Bachelor of Human Services
The Bachelor of Human Services program educates students through a Christian perspective about social issues, problems and professional ethics and values that are the foundation of human services. Graduates are equipped to make effective contributions to the field of Human Services through work at agencies involved in mental health care, welfare, corrections, education, and other areas. A Behavioral Science concentration is also available.
Why Human Services?
A human services career is extremely rewarding as a result of helping others overcome obstacles and providing guidance for members of society that are in distress. Human services professionals are employed in a variety of settings, including clinics, hospitals, group homes, correctional centers, government agencies, day treatment centers, sheltered workshops, extended care facilities, community-based living homes and social service agencies throughout the community.
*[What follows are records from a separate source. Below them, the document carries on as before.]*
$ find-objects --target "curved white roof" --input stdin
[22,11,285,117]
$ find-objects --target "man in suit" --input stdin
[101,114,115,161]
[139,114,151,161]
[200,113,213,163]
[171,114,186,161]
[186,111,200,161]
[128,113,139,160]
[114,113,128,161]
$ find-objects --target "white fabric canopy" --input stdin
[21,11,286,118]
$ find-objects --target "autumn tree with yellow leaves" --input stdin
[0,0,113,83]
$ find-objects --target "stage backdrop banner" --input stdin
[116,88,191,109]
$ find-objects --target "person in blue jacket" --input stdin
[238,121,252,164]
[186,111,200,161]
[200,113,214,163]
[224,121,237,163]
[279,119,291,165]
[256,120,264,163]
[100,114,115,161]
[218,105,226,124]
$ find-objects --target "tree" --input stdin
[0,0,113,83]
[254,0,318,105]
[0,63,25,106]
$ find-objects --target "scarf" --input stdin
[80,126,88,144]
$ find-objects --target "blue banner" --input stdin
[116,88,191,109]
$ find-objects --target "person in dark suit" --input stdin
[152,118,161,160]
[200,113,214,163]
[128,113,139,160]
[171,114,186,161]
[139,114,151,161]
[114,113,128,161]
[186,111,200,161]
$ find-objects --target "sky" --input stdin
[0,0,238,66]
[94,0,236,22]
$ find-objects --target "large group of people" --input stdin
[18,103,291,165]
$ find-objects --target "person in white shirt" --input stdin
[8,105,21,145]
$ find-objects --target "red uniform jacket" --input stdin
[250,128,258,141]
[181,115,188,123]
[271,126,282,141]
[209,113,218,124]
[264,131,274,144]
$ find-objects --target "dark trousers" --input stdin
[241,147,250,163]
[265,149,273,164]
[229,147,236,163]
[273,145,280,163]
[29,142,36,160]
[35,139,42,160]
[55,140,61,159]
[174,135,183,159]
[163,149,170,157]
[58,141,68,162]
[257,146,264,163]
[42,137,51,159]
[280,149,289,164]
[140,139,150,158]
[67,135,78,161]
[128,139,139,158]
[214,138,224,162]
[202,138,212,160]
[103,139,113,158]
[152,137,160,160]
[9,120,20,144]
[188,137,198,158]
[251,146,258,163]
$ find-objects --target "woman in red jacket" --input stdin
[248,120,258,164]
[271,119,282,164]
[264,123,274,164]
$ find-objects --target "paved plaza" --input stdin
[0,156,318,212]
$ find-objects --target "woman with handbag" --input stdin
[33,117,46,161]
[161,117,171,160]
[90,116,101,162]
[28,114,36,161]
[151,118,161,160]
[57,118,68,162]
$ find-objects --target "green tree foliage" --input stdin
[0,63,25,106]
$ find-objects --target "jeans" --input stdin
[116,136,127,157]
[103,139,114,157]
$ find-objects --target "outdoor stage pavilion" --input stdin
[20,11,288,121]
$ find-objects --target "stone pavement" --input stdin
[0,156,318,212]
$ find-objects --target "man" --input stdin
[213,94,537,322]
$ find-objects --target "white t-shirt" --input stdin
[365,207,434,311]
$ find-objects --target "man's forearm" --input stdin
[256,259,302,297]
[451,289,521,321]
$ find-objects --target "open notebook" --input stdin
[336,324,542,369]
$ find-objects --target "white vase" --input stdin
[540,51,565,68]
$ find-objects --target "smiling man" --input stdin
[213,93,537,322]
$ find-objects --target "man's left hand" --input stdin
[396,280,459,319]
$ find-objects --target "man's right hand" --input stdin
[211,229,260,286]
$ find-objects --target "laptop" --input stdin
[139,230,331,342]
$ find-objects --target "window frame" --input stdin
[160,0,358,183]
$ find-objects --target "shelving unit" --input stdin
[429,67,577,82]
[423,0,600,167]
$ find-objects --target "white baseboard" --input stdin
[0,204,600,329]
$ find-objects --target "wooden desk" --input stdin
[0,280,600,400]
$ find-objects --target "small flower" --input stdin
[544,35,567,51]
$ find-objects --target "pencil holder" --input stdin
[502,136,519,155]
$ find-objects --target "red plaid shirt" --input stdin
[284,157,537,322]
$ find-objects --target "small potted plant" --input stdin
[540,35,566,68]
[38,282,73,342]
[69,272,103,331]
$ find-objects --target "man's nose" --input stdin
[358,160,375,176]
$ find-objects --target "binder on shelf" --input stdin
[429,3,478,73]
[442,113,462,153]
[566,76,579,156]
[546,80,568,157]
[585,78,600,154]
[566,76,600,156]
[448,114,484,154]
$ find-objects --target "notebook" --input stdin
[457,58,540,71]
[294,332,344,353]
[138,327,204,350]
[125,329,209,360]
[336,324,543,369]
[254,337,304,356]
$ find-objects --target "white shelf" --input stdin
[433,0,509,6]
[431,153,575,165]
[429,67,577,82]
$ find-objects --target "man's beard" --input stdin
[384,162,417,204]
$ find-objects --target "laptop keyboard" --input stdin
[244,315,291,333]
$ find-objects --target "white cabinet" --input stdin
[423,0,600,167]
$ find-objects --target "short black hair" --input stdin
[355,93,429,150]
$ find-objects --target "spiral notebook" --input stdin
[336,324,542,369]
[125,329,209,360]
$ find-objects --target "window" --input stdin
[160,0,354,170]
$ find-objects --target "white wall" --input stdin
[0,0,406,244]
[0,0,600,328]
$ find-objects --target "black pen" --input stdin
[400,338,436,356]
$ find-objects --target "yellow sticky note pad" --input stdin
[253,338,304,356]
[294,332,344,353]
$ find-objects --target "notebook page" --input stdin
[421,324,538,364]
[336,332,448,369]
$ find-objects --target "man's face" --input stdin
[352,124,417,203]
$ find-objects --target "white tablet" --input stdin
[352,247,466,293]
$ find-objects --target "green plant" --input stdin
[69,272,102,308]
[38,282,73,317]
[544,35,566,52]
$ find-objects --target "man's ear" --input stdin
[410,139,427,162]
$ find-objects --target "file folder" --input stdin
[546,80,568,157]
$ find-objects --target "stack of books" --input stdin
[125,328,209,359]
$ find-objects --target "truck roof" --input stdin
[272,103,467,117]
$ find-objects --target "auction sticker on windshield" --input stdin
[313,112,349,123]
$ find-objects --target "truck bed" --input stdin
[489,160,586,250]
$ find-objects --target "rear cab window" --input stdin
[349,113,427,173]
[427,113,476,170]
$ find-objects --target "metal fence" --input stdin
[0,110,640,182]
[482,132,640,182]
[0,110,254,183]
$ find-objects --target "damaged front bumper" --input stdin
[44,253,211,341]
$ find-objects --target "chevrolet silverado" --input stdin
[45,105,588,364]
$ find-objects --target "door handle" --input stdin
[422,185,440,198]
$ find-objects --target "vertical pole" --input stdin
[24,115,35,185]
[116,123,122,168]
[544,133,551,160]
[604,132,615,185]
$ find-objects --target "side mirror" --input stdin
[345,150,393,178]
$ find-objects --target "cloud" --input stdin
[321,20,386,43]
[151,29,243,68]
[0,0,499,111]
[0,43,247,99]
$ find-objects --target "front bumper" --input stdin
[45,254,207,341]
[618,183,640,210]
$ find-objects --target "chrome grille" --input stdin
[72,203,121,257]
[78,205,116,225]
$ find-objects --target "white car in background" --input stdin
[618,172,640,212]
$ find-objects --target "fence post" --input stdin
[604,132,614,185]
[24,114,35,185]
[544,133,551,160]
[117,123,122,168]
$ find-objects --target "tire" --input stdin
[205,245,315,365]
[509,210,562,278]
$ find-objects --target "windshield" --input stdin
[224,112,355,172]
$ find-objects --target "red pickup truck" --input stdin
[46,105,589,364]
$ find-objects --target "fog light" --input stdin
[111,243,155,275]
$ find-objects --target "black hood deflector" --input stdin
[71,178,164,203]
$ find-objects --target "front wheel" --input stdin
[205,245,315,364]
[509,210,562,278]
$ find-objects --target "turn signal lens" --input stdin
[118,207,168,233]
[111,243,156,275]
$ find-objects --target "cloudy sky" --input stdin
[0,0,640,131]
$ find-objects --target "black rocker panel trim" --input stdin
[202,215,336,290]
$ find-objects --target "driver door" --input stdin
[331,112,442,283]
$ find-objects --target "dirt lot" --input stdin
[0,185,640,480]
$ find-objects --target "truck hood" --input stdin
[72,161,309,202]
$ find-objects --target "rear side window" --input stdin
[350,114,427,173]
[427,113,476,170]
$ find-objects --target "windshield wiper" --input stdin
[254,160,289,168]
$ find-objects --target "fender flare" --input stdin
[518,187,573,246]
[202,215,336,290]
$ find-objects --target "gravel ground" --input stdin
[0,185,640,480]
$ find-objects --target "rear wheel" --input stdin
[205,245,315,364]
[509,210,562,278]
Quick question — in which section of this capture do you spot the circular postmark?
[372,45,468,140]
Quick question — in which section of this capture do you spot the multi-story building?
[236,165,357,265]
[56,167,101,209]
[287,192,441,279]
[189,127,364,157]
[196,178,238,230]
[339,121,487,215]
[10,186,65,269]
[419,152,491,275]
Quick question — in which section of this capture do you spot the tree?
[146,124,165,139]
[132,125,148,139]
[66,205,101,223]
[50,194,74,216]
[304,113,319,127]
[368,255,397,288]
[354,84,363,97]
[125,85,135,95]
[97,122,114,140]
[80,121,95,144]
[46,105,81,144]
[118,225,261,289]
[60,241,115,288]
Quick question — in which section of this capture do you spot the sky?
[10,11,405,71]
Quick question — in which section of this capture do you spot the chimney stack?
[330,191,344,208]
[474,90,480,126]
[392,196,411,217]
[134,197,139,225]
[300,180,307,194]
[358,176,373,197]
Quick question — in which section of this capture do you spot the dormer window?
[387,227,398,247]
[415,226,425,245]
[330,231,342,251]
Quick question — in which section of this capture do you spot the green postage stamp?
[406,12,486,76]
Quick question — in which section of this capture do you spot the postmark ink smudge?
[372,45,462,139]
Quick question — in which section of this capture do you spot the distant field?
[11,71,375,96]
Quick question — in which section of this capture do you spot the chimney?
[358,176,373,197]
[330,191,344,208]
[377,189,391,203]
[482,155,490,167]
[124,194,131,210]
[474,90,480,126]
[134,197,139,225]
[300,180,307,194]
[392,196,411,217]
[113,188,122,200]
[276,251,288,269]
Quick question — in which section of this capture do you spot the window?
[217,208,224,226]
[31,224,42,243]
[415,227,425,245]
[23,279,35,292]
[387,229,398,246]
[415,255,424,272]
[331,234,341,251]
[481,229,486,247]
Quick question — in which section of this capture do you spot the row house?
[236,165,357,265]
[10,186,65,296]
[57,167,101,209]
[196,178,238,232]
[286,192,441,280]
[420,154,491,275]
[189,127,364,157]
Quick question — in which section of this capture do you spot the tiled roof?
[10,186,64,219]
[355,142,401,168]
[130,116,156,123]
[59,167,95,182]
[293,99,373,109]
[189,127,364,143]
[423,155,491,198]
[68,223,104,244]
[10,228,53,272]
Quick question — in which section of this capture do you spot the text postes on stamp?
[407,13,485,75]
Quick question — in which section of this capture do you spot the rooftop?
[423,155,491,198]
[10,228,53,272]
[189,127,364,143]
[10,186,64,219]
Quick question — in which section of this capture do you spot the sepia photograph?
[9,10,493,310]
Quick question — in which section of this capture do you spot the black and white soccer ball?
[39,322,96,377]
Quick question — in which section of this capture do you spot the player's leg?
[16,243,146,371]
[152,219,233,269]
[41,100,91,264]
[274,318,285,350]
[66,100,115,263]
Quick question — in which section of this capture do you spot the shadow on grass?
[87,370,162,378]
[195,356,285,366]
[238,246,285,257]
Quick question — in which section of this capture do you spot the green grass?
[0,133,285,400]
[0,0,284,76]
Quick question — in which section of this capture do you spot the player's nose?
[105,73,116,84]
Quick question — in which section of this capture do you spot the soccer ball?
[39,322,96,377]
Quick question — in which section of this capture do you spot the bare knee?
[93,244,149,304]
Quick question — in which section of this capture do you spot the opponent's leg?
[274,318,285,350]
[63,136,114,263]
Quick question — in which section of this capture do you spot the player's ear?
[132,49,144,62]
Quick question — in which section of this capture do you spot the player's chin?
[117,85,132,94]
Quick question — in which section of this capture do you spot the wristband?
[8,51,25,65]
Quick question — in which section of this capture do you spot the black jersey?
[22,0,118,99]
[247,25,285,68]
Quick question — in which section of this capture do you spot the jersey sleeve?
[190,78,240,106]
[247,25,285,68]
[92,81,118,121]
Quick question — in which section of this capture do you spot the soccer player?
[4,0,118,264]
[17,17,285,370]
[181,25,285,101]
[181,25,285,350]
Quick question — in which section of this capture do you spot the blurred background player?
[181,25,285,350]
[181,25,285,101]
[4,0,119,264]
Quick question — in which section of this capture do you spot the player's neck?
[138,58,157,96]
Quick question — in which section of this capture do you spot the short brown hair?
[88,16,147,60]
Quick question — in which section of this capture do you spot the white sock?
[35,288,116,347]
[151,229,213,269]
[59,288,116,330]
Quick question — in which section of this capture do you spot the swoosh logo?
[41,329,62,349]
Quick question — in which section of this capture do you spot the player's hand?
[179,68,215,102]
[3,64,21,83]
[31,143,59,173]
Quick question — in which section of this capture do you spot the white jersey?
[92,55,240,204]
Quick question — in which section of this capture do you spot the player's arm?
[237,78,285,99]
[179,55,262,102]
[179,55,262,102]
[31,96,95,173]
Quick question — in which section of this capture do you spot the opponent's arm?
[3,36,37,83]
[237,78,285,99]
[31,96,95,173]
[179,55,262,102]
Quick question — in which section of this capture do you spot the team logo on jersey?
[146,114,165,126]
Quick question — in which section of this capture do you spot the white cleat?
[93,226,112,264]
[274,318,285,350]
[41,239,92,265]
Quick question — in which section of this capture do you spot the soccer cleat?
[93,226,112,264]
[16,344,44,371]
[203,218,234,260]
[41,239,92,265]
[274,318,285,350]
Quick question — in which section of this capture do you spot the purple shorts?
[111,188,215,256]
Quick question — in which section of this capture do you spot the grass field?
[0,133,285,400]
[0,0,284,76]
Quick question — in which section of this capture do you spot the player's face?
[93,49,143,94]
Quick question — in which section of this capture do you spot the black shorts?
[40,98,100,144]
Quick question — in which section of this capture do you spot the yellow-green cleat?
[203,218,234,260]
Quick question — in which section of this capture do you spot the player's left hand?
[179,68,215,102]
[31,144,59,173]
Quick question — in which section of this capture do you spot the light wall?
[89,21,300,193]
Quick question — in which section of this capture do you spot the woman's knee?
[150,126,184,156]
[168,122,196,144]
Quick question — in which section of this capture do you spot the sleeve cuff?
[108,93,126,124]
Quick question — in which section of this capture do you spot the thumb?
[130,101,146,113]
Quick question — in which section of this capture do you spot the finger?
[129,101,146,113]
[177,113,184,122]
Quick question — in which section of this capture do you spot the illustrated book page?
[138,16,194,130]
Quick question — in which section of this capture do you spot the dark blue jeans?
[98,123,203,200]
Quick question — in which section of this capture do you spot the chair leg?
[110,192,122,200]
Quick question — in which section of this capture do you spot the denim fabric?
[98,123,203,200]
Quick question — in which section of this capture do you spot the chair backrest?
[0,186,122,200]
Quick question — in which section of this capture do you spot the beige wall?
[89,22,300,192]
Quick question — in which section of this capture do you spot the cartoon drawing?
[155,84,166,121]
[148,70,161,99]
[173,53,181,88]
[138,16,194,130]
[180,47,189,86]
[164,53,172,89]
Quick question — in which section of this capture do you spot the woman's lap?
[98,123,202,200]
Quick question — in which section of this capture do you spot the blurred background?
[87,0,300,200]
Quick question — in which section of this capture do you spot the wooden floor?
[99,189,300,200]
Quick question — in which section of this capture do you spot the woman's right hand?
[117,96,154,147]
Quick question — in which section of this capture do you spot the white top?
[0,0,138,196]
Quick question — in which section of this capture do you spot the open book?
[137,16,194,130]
Courses are structured in a convenient 8-week format for working adults. Skilled and experienced professors with real-world expertise instruct the courses and will work directly with you to expand your knowledge and improve your skills. Students are required to posses a high school diploma before enrolling in the Bachelor of Human Services program. Students can enroll with or without an associate's degree. Students may be able to transfer up to 64 credits towards the Bachelor of Human Services degree online.
General Education (36 semester hours) - courses in communications, literature, statistics, humanities, fine arts, social and behavioral sciences, natural science, and Christian Studies. These are viewed as being the liberal arts component of a degree and are foundational to upper division courses.
Core Courses (36 semester hours) - courses in human services, social work, psychology, human development, sociology, management, business communications, and computer information systems.
Major Electives (18 semester hours) - 300-level and above courses in business, criminal justice, human services, management, organizational leadership, psychology or sociology; at least three 400-level courses must be included.
General Electives – courses that permit students to take additional work in subjects that interest them and that will be helpful in their careers. It is important to consult with an advisor when selecting electives.